If you follow football, you’ve heard of Nick Saban. You’ve probably also heard of Drew Brees. These two have been wildly successful at what they do. Saban has coached Alabama to three National Titles in four years and Brees has both a Super Bowl trophy and the record for most consecutive games with a passing touchdown. These two have been very successful in their own right, but they could have been very successful together.

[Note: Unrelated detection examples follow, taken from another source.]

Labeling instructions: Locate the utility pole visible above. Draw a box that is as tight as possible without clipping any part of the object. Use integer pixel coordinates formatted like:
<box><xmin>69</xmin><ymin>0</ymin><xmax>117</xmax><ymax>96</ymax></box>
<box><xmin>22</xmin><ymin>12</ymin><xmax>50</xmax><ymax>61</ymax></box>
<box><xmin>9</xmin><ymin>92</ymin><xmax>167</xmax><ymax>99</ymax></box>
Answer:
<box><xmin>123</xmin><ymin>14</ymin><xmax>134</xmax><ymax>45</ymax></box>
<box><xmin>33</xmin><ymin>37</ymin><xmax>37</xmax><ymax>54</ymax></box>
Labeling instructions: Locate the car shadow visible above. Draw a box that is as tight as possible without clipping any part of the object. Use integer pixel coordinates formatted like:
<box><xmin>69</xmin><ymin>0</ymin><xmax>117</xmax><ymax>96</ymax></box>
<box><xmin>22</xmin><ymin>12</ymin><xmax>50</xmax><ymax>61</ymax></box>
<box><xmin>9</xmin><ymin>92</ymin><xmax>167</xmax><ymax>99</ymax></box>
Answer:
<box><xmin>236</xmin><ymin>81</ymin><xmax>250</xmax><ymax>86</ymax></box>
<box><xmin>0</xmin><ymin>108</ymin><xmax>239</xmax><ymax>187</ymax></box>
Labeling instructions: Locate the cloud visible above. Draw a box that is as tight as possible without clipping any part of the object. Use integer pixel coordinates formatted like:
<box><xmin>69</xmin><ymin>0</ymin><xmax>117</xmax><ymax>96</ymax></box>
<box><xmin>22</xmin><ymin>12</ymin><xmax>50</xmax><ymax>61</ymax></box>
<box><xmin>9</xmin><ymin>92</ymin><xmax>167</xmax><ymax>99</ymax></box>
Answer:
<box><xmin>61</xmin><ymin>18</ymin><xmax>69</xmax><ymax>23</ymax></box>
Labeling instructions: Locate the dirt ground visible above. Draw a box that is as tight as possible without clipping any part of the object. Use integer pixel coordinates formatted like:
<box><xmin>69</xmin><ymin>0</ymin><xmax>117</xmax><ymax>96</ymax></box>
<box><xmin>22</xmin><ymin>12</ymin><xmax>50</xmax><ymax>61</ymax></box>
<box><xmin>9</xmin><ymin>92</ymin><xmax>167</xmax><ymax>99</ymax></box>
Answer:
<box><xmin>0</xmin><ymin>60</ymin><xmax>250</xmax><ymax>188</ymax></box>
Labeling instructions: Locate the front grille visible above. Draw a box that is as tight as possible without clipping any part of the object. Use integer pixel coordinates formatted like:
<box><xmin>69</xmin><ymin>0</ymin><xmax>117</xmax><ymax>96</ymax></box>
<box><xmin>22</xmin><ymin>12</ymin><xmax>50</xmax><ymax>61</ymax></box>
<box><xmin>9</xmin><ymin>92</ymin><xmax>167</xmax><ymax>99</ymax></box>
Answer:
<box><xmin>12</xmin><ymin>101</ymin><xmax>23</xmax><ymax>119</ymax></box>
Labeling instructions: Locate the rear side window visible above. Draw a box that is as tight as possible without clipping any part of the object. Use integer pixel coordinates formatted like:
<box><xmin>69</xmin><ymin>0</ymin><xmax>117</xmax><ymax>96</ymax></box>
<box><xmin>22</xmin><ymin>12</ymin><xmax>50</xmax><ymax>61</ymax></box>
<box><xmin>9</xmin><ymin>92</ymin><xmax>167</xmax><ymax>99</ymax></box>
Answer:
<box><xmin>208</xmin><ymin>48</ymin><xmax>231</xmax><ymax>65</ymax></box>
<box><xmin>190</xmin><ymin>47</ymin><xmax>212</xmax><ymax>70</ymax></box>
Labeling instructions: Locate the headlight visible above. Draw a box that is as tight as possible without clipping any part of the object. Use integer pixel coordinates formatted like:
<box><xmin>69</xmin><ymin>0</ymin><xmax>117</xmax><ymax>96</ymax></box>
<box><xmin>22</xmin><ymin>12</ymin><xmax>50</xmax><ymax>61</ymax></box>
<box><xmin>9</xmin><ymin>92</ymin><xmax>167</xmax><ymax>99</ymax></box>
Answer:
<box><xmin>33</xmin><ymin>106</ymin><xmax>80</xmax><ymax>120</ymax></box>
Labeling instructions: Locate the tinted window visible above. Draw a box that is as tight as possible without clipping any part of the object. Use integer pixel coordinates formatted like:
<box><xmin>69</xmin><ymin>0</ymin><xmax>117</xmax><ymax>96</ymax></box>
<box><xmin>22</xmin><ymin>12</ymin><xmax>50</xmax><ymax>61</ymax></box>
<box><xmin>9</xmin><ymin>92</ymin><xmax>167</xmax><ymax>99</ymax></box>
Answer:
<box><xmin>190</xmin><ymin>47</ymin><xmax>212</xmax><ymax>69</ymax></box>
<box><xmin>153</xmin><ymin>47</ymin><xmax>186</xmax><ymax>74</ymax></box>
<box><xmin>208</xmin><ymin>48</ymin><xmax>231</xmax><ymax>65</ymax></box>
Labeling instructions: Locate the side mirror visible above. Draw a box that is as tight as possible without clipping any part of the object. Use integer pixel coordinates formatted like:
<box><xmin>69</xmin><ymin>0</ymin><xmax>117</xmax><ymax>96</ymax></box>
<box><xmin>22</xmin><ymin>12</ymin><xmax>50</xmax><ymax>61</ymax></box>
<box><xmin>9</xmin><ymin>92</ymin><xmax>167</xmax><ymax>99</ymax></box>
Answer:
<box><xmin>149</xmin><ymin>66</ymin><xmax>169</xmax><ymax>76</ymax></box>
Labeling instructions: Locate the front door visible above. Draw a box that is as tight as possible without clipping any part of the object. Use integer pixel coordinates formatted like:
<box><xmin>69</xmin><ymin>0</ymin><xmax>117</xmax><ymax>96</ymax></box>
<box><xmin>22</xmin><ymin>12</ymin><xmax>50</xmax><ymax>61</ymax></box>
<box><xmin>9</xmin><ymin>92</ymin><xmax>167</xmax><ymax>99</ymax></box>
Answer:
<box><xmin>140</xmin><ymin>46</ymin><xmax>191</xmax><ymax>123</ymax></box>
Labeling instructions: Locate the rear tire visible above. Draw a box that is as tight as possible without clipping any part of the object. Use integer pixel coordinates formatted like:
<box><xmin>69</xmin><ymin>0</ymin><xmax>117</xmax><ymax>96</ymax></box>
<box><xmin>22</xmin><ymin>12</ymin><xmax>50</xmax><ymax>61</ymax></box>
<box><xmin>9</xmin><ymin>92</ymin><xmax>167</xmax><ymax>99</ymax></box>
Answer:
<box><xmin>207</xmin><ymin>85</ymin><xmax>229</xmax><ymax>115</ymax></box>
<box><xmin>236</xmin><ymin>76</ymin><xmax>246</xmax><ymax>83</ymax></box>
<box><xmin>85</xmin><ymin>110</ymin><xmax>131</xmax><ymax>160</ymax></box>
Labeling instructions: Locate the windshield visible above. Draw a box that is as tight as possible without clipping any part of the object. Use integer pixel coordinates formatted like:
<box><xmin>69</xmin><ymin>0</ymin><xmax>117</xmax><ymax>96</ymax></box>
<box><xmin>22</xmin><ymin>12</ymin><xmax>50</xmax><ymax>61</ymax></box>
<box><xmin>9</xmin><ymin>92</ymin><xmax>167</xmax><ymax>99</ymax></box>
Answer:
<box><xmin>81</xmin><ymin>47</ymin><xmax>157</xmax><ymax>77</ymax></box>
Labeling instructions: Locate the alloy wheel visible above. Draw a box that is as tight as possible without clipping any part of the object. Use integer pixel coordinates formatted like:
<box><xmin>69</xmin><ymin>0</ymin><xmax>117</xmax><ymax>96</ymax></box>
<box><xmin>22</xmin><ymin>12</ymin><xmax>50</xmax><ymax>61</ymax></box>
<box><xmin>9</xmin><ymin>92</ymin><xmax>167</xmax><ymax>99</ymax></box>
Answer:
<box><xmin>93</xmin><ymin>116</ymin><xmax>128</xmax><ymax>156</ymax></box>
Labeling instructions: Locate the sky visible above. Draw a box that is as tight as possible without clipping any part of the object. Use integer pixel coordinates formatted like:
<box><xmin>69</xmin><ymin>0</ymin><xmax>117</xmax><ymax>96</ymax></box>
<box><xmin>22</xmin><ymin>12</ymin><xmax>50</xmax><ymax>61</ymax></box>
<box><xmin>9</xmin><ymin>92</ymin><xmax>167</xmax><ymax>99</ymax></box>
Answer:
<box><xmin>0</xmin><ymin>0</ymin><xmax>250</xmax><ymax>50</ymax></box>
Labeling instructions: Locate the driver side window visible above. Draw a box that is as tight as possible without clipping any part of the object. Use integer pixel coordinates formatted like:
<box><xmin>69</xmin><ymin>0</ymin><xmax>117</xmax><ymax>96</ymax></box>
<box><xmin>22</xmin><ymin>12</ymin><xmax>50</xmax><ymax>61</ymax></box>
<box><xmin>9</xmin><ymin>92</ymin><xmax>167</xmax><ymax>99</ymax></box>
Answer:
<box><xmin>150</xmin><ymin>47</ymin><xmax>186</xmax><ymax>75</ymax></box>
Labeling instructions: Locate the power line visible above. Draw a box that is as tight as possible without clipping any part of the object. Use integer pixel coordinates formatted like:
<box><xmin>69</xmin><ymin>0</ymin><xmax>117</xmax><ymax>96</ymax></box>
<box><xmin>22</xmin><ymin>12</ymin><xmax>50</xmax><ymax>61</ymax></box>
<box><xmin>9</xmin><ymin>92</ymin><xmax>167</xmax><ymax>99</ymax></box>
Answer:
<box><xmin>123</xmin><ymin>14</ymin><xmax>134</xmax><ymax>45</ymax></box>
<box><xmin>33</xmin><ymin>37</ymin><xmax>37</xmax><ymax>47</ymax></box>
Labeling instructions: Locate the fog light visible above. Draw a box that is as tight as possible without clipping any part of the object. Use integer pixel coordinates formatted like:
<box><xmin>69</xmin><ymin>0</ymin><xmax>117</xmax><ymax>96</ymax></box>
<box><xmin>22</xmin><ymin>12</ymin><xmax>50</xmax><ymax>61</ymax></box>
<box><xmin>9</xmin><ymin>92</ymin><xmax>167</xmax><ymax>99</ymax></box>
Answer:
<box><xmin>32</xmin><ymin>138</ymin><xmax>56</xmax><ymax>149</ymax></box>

2006. Way back before either of them had had any of their major triumphs, Nick Saban was the head coach of the Miami Dolphins and Drew Brees was a young quarterback on the San Diego Chargers. Neither one had anything to do with each other. Saban was fresh from his days of coaching LSU and made the move to Miami. Brees was dealing with a career-threatening shoulder injury that had caused the Chargers to let him walk into free agency. The two nearly crossed paths, and we are going to discuss what might have happened if they had.
The Dolphins were searching for a starting quarterback during the 2006 offseason. Gus Ferrotte had been the Dolphins starter under center the year before but was not convincing by any means. Brees was a free agent and the Dolphins were in contract talks with him. Miami ended up ending negotiations when they traded for Dante Culpepper and Brees signed with New Orleans. But what if the Dolphins had signed Brees?
Brees had turned the Saints from a doormat to a playoff team in just one year. The Dolphins were already a pretty solid team and the addition of Brees would have put them over the top. Brees’ receivers would have been Chris Chambers, Marty Booker, and Randy McMichael, with Ronnie Brown in the backfield as well. Before you know it, the Phins would have had an offense that scared people. Brees would have had Andre Whitworth to protect his backside when Miami used their second round pick on him instead of trading it to the Vikings for Culpepper.
Instead of faltering down the stretch, the Dolphins make a huge push toward the postseason in 2006, making it as a wildcard. As a result, Saban never jumps ship for Alabama and stays in South Beach. The Dolphins would be preparing for a stellar season in 2007.
Meanwhile, down in the Bayou, the Saints never end up with a quarterback, which means they select Vince Young in the 2006 draft. Young has a nice year for New Orleans as a rookie but fails to get much else going. After another year or two of poor play from the Saints, the team packs up and heads to Los Angeles.
2007 comes and goes and the Patriots dominate the league going 16-0 again. Rather than suffer through a 1-15 season with Cleo Lemon at the helm, Brees guides the Phins to yet another wildcard berth. The defense is rock solid behind the play of Jason Taylor, Zach Thomas, Channing Crowder and Joey Porter. After the emergence of bench player Wes Welker with the gun slingin’ Brees at quarterback, Miami has no need for Tedd Ginn Jr. and opts to bolster their offensive line instead drafting Ben Grubbs.
In a storybook tale, Brees matches up with his former team, the Chargers and delivers a shocking win. Miami followed that up with an upset of the Peyton Manning led Colts, leading to a matchup with the rival Patriots. Miami is simply outmatched in that game, and falls in the AFC championship. The Dolphins get some satisfaction though as New England still loses in the Super Bowl as Tom Brady can’t seem to find enough offense with Welker on the field.
Instead, Welker and Brees are tearing apart the league, and in 2008 when Brady goes down for the season with a major knee injury, the Dolphins have their chance. The Dolphins rule the AFC and roll to a number one seed. Instead of Chad Pennington throwing four interceptions to end the Dolphins’ hopes in the wildcard round, Brees catches fire and the Dolphins look destined for glory.
Miami beats up the outmatched Steelers in the AFC title game and heads on to the Super Bowl played in nearby Tampa Bay. The Dolphins win a shootout with the Cardinals and Brees wins his first Super Bowl a year earlier than he would have in New Orleans.
The Dolphins go on to compete with the Patriots as the top team in the AFC, and the Brees vs. Brady matchup becomes a biannual classic. Saban goes down as a great NFL coach, instead of a quitter. Alabama never turns into a football factory and the Saints live out their days competing with the Raiders to avoid being the worst team in California.
There are some other interesting nuggets that would happen in this scenario. Brees would still go on to break the single season passing record, eclipsing Dan Marino, this time in a Dolphins uniform. However, unlike Marino, Brees would have a ring, which would probably hold weight for the conversation of greatest quarterback to don a Miami uniform.
Just think, all of this could have happened, if only the Dolphins had decided to sign Drew Brees in the summer of 2006.